Delicates by Wendy Guerra
London. Seagull Press. 2023. 72 pages.
Translators Nancy Naomi Carlson and Esperanza Hope Snyder struggled to find a term that would capture the complexity of Cuban-born Wendy Guerra’s collection of poems in Spanish. The original title, Ropa Interior, is typically translated as “underwear” or “undergarments.” However, Carlson and Snyder argue that those terms simply do not capture the intensity and vulnerability of the poems; after much discussion, they decided on Delicates, a term invoking the wash cycle used for lacy, diaphanous lingerie and suggesting the churn of soapy water. It’s a stroke of genius to use such a term, particularly since so many of the poems deal directly with the fragility of whatever armor exists to protect the interior self.
Guerra’s highly sensual poetry explores how people know the world by means of their bodies, and just why and how it becomes the guiding epistemology of one’s life, although it is dangerous to deliberately practice the breakdown of barriers between oneself and others. The psychological activity can leave one fragmented and alone, or engulfed and unable to reassert an individual self. In many ways evocative of Pablo Neruda’s Residencia en la tierra, in poems such as “Peninsular Palm,” the narrator’s body is one and the same as the Earth, earth processes, the sea, and the perception of the body of another: “its small mouth enters my mouth of salt and sand sifted by pain.”
However, “other” and “otherness” are obliterated in Guerra’s poetics, and one does not learn of oneself by means of studying one’s reflection in another’s eyes, or by bifurcating into a duality. In “Closed Season on Manatees,” a chance encounter with a manatee on the beach triggers a long series of interior reflections and observations, “Gravity and sex in him / weightlessness and magic spells in me,” suggesting a changing of places, and then a fusion.
In “The Last Apocrypha of Ana Mendieta,” a reference to a gifted Cuban-born performance artist, sculptor, painter, and video artist, best known for her "earth-body" artwork,” who died after mysteriously plunging from a balcony, the poet literally flings herself through the veil between the known and the unknowable, the language of life, and silence of death.
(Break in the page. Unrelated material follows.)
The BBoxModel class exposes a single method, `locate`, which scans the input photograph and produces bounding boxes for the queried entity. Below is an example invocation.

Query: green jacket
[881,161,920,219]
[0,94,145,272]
Guerra’s blending of concrete descriptions and allusions to Mendieta’s body and to language itself create a generative dynamic: “My clothes moan composing the broken night of wings.”
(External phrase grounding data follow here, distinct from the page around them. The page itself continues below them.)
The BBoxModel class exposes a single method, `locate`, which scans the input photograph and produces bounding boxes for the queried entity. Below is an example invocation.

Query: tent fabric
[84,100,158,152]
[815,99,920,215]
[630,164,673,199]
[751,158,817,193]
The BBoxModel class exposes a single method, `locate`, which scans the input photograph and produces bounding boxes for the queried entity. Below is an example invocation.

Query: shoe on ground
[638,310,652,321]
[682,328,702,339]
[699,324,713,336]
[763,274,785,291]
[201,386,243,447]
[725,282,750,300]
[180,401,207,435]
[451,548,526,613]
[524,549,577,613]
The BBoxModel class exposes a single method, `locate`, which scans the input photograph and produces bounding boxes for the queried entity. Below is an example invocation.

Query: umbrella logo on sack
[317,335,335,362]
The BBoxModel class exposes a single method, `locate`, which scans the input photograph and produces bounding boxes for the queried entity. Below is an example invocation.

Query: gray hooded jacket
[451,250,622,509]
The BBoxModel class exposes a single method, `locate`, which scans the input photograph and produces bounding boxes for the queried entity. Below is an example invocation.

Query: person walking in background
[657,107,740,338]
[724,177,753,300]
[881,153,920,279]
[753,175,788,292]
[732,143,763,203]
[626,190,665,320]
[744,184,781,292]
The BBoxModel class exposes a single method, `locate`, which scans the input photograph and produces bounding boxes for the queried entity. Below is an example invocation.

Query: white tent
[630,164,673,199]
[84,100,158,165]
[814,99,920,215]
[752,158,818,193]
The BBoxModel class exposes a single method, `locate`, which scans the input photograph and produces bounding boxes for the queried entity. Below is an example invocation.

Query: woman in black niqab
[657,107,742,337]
“Orgy of the Wind” explores the mind’s own behaviors, slowly revealing its patterns and the deliberate efforts made to subvert patterns. There is a sense of urgency, as though being able to develop language with such power is the only way to shake off the influence of life choices almost predestined, thanks to the acts of others and exogenous forces. And finally, the powerful “The Worst Thing about Incest,” which explores the impossible resolution of contradictory meanings and the broken interiority of personal experience, and in language and being in the world.